Playing Devil's Advocate: if these simulations are truly modeled after humans, why are you so sure that they won't buy into many of the same religious ideas and reaffirm what many humans naturally think and do? Would a simulation like this even be aware that it was not just another person?
It seems like the answer to this question MUST be that the simulation cannot tell the difference between itself and a normal human. Otherwise, your argument is moot, because the religious folk will simply be able to point at this thing and say "clearly this thing is different from us -- it even knows that it's different, so obviously this is not the way our 'souls' work."
I think what Allocator2008 is getting at is that creating artificial life would show that there is nothing mystical or non-physical about consciousness. This would partly poke a hole in the argument for existence of God that the creation of life and/or consciousness has never been witnessed.
To have the artificial brain not be aware it is not a regular person, or to have the brain buy into religious ideas, would actually make the point (that the artificial brain is just like a human's, and thus consciousness is not mystical or non-physical) stronger.
I think what Allocator2008 is getting at is that creating artificial life would show that there is nothing mystical or non-physical about consciousness. This would partly poke a hole in the argument for existence of God that the creation of life and/or consciousness has never been witnessed.
Fear not. Even if the thing achieves consciousness, writes poetry, falls in love, critiques literature, etc., people will still claim that it's just faking it. "Neat trick, but it still doesn't have a soul, so it can't be conscious!"
If I had to guess, I'd say that it would take a fresh generation, growing up with this sort of thing all around it, to accept (en masse) that the computers had whatever that special "something" is that we have.

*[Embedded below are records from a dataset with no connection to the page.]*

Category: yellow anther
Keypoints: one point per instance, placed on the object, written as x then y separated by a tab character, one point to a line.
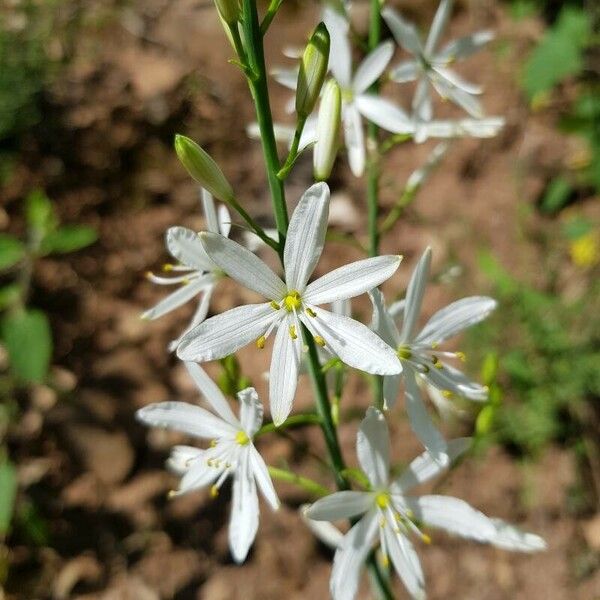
404	352
382	499
292	301
241	437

Personally, the chaos I'm really looking forward to is the legal mess that would arise - what happens when a computer, aided and guided by nobody in particular, does something illegal? Creates a piece of art and wants copyright protection? Who do you sue when a computer sets up its own Pirate Bay? Do you let it get its own bank account? What about when it figures out how to beat the stock market by hacking e-mail accounts of executives and returning trades based on insider information to clueless traders that just follow its black-box suggestions - is that insider trading if the system wasn't explicitly told to do that and no human ever sees the information? And so on...our legal system is neither equipped for this stuff, nor agile enough to adapt to it in a timely fashion, and these issues will remain unresolved far past the point of no return.
> Fear not. Even if the thing achieves consciousness, writes poetry, falls in love, critiques literature, etc., people will still claim that it's just faking it. "Neat trick, but it still doesn't have a soul, so it can't be conscious!"
Good point. Academics seem to have accepted that consciousness isn't magic for a while now, so building an artificial brain might not be so convincing for the rest of the world.
> Personally, the chaos I'm really looking forward to is the legal mess that would arise...
Yeah. I wouldn't even know where to start with figuring out some of those questions. I'm sure someone has written about this already, so if anyone knows who and where this has been written about I'd be interested in reading about it.
It seems like the answer to this question MUST be that the simulation cannot tell the difference between itself and a normal human. Otherwise, your argument is moot, because the religious folk will simply be able to point at this thing and say "clearly this thing is different from us -- it even knows that it's different, so obviously this is not the way our 'souls' work."